Эллвуд нажал на поршенек шприца, выпустив в воздух тонкую струйку содиум-пентофала, и произнес едва слышно:

— Клянусь чем угодно, ты для меня как заноза в заднице!

Кэри повел Пайпера в глубь комнаты, но старику, видимо, это не понравилось. Он вырвался и заковылял к лестнице. Кэри схватил его за руку, но Пайпер высвободился. На помощь подоспел Люк. Кэри и Люк вцепились в Пайпера и оттащили его обратно к дивану, туда, где стоял Эллвуд.

Люк за воротник потянул куртку вниз, стараясь высвободить руки старика из рукавов, но Пайпер, поведя плечами, снова влез в куртку. Теперь Кэри дернул за борта куртки. Пайпер извивался всем телом, отчаянно стараясь вырваться, и вдруг как-то сразу обмяк, рухнув на Кэри всей своей тяжестью. Кэри покачнулся и свалился на диван, увлекая за собой Пайпера. Люку наконец удалось вытащить одну руку Пайпера из рукава, и он стал расстегивать пуговицу на манжете рубашки. Пайпер двигал рукой вверх-вниз, будто сломанный автомат.

Эллвуд отдал Люку шприц, а сам склонился над Пайпером, схватил его за грудки, рывком поставил на ноги, повернул и толкнул спиной к противоположной стене. Пайпер врезался в дубовую перегородку, и в тот же самый момент Эллвуд ударил его тыльной стороной ладони. Пайпер вскрикнул и заплакал. Продолжая держать его за грудки, Эллвуд подтащил его обратно и швырнул на диван. Пайпер лежал, всхлипывая, с выражением страха в глазах. Эллвуд расстегнул манжет рубашки и оголил Пайперу руку для укола. Затем он взял шприц и заговорил мягко, почти с нежностью, повернув голову в другую сторону, стараясь полностью сосредоточиться на главной задаче:

— ...Черт с ним, с этим старым придурком! Забудем про это.

Эллвуд задал массу вопросов — Пайпер же сообщил ему множество интересного относительно устройства вселенной, повинующейся законам музыки сфер.

— У нас осталось минут пятнадцать, — предупредил Люк. — Потом его могут хватиться.

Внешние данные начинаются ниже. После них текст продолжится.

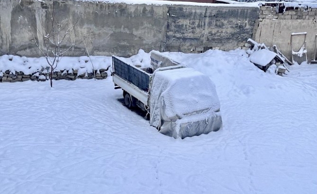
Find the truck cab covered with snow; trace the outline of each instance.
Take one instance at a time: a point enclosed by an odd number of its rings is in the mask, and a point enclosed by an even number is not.
[[[209,77],[158,52],[152,51],[151,57],[153,68],[147,71],[153,73],[148,73],[113,57],[113,80],[117,87],[123,90],[125,102],[126,97],[130,97],[131,104],[149,114],[151,126],[175,138],[207,134],[221,129],[220,102]],[[125,71],[124,74],[130,78],[123,78],[118,73],[122,70],[119,68],[124,66],[123,64],[126,64],[126,69],[137,73]],[[136,77],[140,77],[138,81],[134,80]]]

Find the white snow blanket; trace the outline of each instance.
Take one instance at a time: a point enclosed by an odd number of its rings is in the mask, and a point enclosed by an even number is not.
[[[185,67],[156,71],[153,81],[150,123],[161,133],[183,139],[222,127],[220,104],[207,76]]]

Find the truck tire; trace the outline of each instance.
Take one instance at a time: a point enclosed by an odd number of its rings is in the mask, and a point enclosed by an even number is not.
[[[128,93],[125,94],[124,96],[124,104],[129,109],[131,109],[132,107],[132,101],[131,100],[131,96]]]

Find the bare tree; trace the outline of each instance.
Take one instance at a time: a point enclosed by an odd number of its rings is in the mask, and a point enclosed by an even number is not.
[[[41,21],[38,9],[35,8],[37,16],[40,20],[41,26],[35,25],[35,31],[38,38],[42,38],[44,45],[41,46],[38,39],[35,37],[32,29],[30,29],[33,40],[41,53],[46,59],[46,61],[50,66],[49,77],[50,80],[51,87],[53,87],[53,76],[54,70],[57,67],[62,58],[72,48],[75,44],[76,39],[71,39],[71,35],[73,32],[78,18],[71,26],[66,28],[66,25],[61,23],[57,18],[58,6],[57,2],[54,0],[53,2],[53,8],[49,12],[49,17],[47,21]]]

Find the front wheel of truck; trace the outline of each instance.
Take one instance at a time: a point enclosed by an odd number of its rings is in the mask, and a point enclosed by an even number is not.
[[[128,93],[126,93],[124,95],[124,104],[129,109],[131,109],[132,107],[132,101],[131,100],[131,96]]]

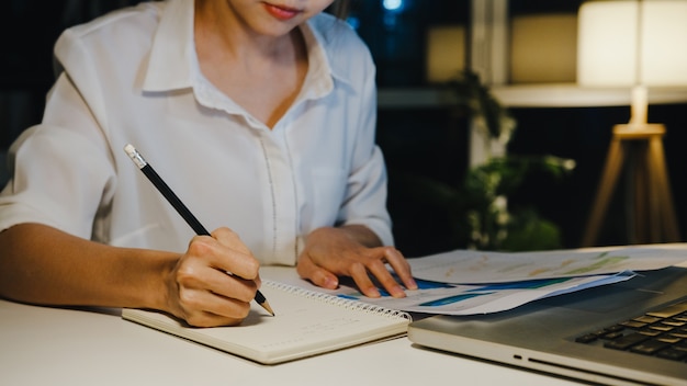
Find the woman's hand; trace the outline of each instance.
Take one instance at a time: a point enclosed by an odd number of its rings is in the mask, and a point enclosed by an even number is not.
[[[301,277],[324,288],[335,290],[338,276],[350,276],[367,296],[380,297],[378,282],[393,297],[405,297],[404,290],[386,269],[388,264],[407,290],[417,290],[403,254],[393,247],[374,247],[380,245],[379,238],[364,226],[318,228],[307,236],[296,270]]]
[[[196,327],[237,325],[258,291],[259,262],[228,228],[195,236],[167,279],[168,308]],[[229,274],[230,273],[230,274]]]

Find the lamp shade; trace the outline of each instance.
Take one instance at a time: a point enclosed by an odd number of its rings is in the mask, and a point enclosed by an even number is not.
[[[581,86],[687,86],[687,0],[588,1],[577,32]]]

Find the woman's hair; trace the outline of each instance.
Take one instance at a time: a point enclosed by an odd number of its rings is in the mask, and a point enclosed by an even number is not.
[[[335,0],[329,5],[329,12],[338,19],[346,20],[348,12],[350,11],[350,0]]]

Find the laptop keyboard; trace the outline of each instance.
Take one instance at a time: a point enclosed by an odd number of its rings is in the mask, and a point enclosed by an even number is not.
[[[577,337],[575,341],[685,362],[687,361],[687,302],[585,333]]]

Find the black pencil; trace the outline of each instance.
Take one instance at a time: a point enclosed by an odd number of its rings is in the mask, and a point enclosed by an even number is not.
[[[201,225],[201,223],[198,220],[198,218],[195,218],[195,216],[191,213],[191,211],[189,211],[189,208],[185,205],[183,205],[183,203],[181,202],[181,200],[179,200],[177,194],[174,194],[174,192],[167,185],[167,183],[160,178],[160,175],[155,171],[155,169],[153,169],[150,163],[146,162],[146,160],[143,158],[143,156],[140,156],[138,150],[136,150],[136,148],[133,145],[131,144],[126,145],[124,147],[124,151],[126,151],[126,154],[132,159],[132,161],[136,163],[138,169],[140,169],[140,171],[143,171],[143,173],[146,174],[148,180],[153,182],[155,188],[157,188],[157,190],[162,194],[162,196],[165,196],[165,198],[169,201],[169,203],[174,207],[174,209],[179,212],[181,217],[187,223],[189,223],[189,225],[191,226],[191,228],[193,228],[193,231],[195,231],[196,235],[210,236],[210,232],[207,231],[207,229],[205,229],[205,227]],[[264,298],[264,295],[262,295],[260,291],[256,293],[255,299],[256,302],[258,302],[258,304],[262,308],[264,308],[268,313],[270,313],[270,315],[274,316],[274,311],[272,310],[272,307],[270,307],[270,304],[267,302],[267,298]]]

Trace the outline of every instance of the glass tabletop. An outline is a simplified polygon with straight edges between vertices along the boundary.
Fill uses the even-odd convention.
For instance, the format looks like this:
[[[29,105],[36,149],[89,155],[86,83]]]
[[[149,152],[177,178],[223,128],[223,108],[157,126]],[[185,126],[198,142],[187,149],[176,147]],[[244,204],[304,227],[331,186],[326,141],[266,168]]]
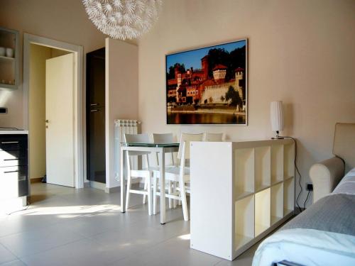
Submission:
[[[170,148],[179,147],[180,143],[120,143],[122,145],[130,147],[155,147],[155,148]]]

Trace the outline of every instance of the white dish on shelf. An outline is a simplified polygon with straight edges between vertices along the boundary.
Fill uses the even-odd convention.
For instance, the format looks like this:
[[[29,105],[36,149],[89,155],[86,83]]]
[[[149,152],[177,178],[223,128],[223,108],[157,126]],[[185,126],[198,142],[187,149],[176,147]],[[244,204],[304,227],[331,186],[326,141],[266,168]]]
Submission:
[[[13,49],[6,48],[6,57],[11,58],[13,57]]]

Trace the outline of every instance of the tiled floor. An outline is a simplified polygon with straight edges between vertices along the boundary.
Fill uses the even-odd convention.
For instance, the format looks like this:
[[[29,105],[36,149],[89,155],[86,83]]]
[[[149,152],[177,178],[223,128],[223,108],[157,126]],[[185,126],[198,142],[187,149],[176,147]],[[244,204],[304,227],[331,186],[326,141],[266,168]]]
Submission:
[[[190,248],[180,208],[168,223],[149,216],[141,196],[119,211],[119,193],[32,185],[26,211],[0,216],[1,265],[251,265],[256,246],[233,262]]]

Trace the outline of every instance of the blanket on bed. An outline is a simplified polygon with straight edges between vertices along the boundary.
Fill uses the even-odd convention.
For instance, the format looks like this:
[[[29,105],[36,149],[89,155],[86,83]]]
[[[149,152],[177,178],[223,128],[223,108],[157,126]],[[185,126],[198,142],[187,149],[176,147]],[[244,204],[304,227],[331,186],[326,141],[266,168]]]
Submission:
[[[327,196],[286,223],[280,231],[294,228],[355,235],[355,195]]]

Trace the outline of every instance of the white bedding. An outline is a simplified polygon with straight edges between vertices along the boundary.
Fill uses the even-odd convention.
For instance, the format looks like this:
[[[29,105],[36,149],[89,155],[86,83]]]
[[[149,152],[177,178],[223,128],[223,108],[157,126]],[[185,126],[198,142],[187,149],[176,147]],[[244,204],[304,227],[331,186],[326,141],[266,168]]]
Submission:
[[[355,195],[355,168],[332,194]],[[355,236],[315,229],[282,230],[261,243],[253,266],[271,266],[282,260],[306,266],[354,266]]]
[[[259,245],[253,266],[282,260],[307,266],[354,266],[355,237],[314,229],[280,231]]]
[[[345,174],[332,194],[355,195],[355,168]]]

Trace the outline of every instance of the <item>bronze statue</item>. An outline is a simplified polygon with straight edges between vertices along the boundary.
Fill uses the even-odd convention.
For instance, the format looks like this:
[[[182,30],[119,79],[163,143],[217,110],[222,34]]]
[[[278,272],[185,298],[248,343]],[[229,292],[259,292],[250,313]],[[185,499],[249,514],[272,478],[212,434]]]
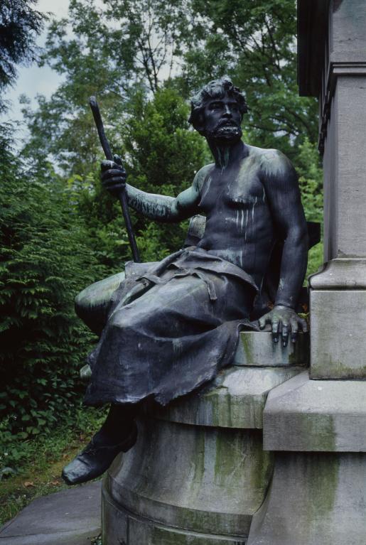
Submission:
[[[195,246],[161,262],[129,262],[126,279],[98,305],[77,310],[101,333],[89,357],[85,403],[111,404],[106,422],[64,468],[69,484],[101,475],[136,441],[140,404],[163,405],[211,380],[229,365],[239,332],[250,323],[276,241],[283,244],[274,306],[259,318],[296,341],[306,323],[295,311],[307,263],[308,230],[297,176],[280,151],[244,144],[240,128],[247,104],[227,77],[205,85],[191,102],[190,121],[204,136],[215,163],[202,168],[178,197],[146,193],[126,184],[129,206],[161,222],[206,216]],[[102,180],[116,195],[126,172],[102,163]],[[94,315],[93,315],[94,313]]]

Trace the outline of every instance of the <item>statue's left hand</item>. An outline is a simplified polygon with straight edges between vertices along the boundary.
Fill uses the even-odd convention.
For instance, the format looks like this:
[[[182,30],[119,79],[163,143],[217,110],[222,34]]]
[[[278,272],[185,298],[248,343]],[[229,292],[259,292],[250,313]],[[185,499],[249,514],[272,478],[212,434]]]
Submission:
[[[308,330],[306,320],[300,318],[294,308],[282,305],[274,306],[271,312],[264,314],[258,321],[261,329],[264,329],[267,323],[271,325],[274,342],[279,342],[281,333],[283,346],[287,346],[289,335],[291,341],[296,342],[299,326],[304,333]]]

Том Кэри отыскал где-то бренди и налил себе изрядную порцию. В комнатах было холодно, как и должно быть в не обжитом еще доме, снятом на время двоими, только начинающими свою совместную жизнь. Здесь не было почти ничего, что напоминало бы о долгой совместной жизни людей. Карла, правда, старалась сделать их пристанище уютным. Находила на берегу, а потом раскладывала на подоконниках отшлифованные морем камешки, принесла ракушки, засушенный стебель песчаного тростника, сучковатую ветку, подобранную в воде, — отполировала ее и покрыла лаком. Все это навевало невыразимую грусть.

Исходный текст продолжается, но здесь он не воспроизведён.